Una differenza tra Napoli e Cagliari è nel come si vive il vernissage, nessun invito elitario, in fondo tutti si conosce tutti artisticamente e quelli che non si conoscono si dovrebbero conoscere (non conoscere chi ha a che fare con l’arte denota una profonda ignoranza di sete di conoscenza, non solo dell’altro, ma anche di se stessi). Ragion per cui, capita che Enzo Ramaglia mi dica, dobbiamo andare assolutamente al “Vernissage” dove c’è la mostra di Grazia Famiglietti e che, quando si stia per andare, ci raggiunga Maria Manna, storica artistica Indy della mia generazione del Rione Sanità, e dica: “sapevo che t’avrei trovato qui, andiamo?”.

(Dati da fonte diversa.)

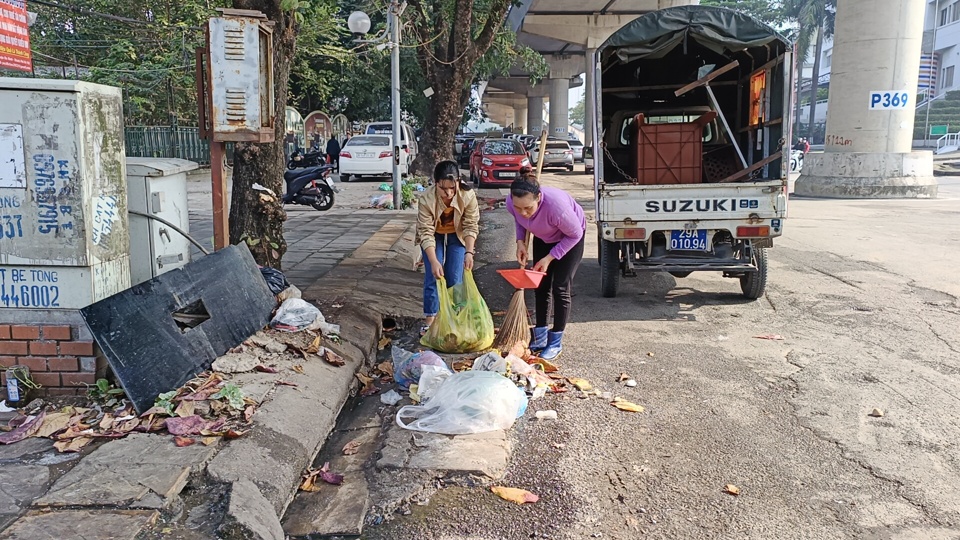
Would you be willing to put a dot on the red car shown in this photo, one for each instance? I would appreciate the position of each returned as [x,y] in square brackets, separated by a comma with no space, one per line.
[497,162]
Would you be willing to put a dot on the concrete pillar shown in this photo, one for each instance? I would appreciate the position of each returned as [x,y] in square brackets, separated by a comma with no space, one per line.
[868,152]
[535,115]
[559,107]
[520,113]
[590,89]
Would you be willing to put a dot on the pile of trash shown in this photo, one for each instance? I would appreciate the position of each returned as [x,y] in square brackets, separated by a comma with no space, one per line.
[205,409]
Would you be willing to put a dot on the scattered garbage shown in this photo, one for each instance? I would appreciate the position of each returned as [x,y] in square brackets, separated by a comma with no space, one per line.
[431,378]
[390,398]
[275,279]
[467,402]
[407,366]
[490,362]
[464,323]
[296,314]
[515,495]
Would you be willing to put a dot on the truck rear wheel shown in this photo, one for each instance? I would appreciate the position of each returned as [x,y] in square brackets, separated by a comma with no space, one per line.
[609,268]
[754,284]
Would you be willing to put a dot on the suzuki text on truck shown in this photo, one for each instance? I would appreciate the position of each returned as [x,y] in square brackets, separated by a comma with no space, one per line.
[692,111]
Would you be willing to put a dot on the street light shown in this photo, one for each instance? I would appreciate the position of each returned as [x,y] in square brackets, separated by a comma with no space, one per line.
[359,23]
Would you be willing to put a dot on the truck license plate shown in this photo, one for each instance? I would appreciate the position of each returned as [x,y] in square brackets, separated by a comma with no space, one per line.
[693,240]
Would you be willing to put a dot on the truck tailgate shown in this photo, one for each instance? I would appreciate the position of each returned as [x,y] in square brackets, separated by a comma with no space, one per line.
[620,202]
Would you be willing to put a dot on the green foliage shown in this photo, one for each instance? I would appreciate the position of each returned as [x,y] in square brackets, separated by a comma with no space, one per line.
[232,394]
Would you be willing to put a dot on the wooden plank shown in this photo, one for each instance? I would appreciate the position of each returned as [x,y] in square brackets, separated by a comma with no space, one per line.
[763,162]
[150,352]
[706,80]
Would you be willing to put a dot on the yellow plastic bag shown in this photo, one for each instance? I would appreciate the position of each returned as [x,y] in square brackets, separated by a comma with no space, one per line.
[464,323]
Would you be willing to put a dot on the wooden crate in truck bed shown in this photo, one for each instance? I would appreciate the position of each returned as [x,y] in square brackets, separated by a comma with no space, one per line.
[671,153]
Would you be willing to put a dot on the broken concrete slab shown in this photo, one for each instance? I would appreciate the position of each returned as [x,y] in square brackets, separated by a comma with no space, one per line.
[58,525]
[250,516]
[20,484]
[140,471]
[485,454]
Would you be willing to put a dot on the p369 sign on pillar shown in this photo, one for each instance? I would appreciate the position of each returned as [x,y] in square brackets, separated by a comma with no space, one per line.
[888,100]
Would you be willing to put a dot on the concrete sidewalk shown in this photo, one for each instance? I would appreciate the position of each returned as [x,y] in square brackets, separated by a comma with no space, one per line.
[134,487]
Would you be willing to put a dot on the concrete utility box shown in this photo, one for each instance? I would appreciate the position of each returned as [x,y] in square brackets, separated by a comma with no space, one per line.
[241,77]
[63,194]
[157,186]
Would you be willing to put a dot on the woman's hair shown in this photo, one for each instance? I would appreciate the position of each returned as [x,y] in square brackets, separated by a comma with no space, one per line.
[525,184]
[449,170]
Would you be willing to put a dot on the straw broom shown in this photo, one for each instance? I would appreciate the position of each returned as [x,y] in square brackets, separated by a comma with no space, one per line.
[516,324]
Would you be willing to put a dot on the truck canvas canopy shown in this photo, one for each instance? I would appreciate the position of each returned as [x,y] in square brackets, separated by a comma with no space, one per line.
[682,65]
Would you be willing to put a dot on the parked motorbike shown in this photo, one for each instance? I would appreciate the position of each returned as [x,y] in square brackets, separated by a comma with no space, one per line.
[312,186]
[299,159]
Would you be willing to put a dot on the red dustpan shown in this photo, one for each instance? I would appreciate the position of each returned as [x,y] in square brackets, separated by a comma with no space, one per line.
[521,278]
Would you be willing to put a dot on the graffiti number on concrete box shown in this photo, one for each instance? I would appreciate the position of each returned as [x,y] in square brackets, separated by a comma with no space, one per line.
[887,100]
[13,167]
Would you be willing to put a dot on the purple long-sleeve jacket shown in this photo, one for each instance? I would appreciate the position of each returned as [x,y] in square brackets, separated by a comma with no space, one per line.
[559,219]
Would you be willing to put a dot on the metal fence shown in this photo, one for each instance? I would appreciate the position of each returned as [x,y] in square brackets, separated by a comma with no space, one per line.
[170,141]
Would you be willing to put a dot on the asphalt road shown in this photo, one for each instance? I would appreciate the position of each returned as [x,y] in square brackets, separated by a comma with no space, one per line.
[865,295]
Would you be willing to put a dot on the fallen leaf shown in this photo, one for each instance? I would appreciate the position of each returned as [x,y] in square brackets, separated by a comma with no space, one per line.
[24,430]
[625,405]
[514,495]
[185,408]
[55,422]
[351,447]
[330,477]
[72,445]
[190,425]
[314,346]
[333,358]
[385,367]
[580,384]
[183,441]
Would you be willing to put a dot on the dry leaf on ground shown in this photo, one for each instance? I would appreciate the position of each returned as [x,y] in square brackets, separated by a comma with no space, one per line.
[581,384]
[625,405]
[514,495]
[351,447]
[333,358]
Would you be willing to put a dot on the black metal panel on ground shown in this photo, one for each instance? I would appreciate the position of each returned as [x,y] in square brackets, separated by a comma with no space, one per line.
[159,334]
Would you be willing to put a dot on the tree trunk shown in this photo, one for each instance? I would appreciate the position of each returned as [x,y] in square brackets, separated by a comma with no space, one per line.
[257,218]
[815,84]
[446,111]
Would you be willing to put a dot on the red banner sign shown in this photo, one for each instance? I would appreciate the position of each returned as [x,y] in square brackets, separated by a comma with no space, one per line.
[14,36]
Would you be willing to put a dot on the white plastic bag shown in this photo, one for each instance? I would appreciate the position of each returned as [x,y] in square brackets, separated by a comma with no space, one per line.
[431,378]
[296,314]
[467,402]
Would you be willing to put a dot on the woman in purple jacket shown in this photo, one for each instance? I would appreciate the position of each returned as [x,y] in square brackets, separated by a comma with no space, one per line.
[557,224]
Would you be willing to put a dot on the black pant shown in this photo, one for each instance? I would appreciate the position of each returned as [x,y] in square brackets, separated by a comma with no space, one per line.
[557,284]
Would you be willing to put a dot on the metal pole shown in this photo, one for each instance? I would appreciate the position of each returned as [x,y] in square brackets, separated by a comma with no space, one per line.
[933,77]
[394,16]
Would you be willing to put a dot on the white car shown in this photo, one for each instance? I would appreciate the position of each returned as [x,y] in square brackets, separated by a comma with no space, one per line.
[368,155]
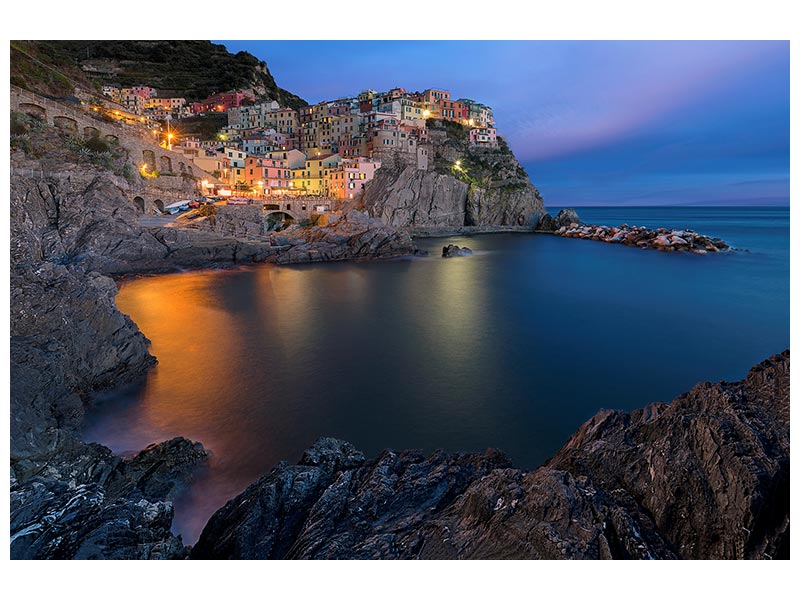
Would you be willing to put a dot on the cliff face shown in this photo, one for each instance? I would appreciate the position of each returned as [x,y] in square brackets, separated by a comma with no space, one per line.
[704,477]
[188,68]
[464,187]
[72,225]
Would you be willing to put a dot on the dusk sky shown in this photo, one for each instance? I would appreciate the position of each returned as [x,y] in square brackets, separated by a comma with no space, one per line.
[593,123]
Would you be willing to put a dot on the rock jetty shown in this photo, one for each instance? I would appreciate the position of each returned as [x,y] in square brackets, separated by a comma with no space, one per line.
[567,224]
[666,240]
[452,250]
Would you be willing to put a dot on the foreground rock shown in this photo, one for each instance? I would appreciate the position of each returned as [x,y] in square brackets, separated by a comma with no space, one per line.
[564,218]
[100,506]
[452,250]
[704,477]
[355,236]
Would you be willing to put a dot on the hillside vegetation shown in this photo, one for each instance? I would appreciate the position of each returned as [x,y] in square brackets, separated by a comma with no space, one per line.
[191,69]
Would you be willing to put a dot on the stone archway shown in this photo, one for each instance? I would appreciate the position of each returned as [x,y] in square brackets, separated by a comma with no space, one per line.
[277,220]
[33,110]
[65,123]
[149,158]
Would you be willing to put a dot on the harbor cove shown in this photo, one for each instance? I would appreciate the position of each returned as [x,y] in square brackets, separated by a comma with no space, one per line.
[513,347]
[452,300]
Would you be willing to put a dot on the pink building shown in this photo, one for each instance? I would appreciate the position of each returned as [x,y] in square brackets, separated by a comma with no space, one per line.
[483,136]
[349,178]
[267,175]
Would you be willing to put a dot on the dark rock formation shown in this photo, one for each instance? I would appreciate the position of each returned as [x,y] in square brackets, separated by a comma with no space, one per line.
[98,506]
[665,240]
[354,236]
[67,338]
[488,188]
[704,477]
[711,468]
[340,507]
[564,218]
[452,250]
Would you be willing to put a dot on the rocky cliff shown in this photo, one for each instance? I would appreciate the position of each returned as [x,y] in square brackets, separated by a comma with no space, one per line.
[192,69]
[74,223]
[463,187]
[703,477]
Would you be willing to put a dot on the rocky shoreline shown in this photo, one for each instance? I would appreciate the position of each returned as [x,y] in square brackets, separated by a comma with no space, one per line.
[703,477]
[664,240]
[567,224]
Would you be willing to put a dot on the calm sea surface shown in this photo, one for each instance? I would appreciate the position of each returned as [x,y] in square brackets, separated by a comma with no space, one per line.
[512,348]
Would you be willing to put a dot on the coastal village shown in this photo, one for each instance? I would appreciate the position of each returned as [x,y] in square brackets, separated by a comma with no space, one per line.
[327,150]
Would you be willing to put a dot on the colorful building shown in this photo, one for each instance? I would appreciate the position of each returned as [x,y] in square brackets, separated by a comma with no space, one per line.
[483,137]
[349,178]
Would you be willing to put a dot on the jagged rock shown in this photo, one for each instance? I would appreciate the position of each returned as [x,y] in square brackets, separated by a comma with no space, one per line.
[711,468]
[495,192]
[354,236]
[452,250]
[118,511]
[566,217]
[704,477]
[67,338]
[329,508]
[548,223]
[677,240]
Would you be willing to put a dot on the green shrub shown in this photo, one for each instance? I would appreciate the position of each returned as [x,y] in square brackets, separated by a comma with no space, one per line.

Al Vernissage non c’è solo l’artista e la sua celebrazione, ma anche un Gallerista come Dino Morra e un artista come Maurizio Di Martino, insomma la storia dell’arte non solo Napoletana che da secoli in questi spazi si confronta, produce e riproduce.
I lavori di Grazia Famiglietti sono corpi che paiono radicarsi e vegetare, veicolando energie e conoscenze che da sempre viaggiano con l’umano e le sue specificità organiche, che non necessitano di distinguo identitari e culturali, proprio come biologicamente è il linguaggio dell’arte, naturalmente insito nell’umano, anche se da qualche parte qualcuno lo dimentica, ci sono al mondo realtà melanconiche che non sono Napoli, dove non è mai nata pubblica alta formazione artistica e dove l’arte è una questione privata fondata su conoscenze che determinano il possibile, e purtroppo col termine “conoscenza” non intendo la cultura, città metropolitane come Cagliari, che chi sa ora, con gli equilibri mutati in Regione, se avrà mai pubblica alta formazione artistica e derivanti vernissage in spazi aperti al pubblico, dove la conoscenza è fondata sulla comprensione e la conoscenza dell’altro.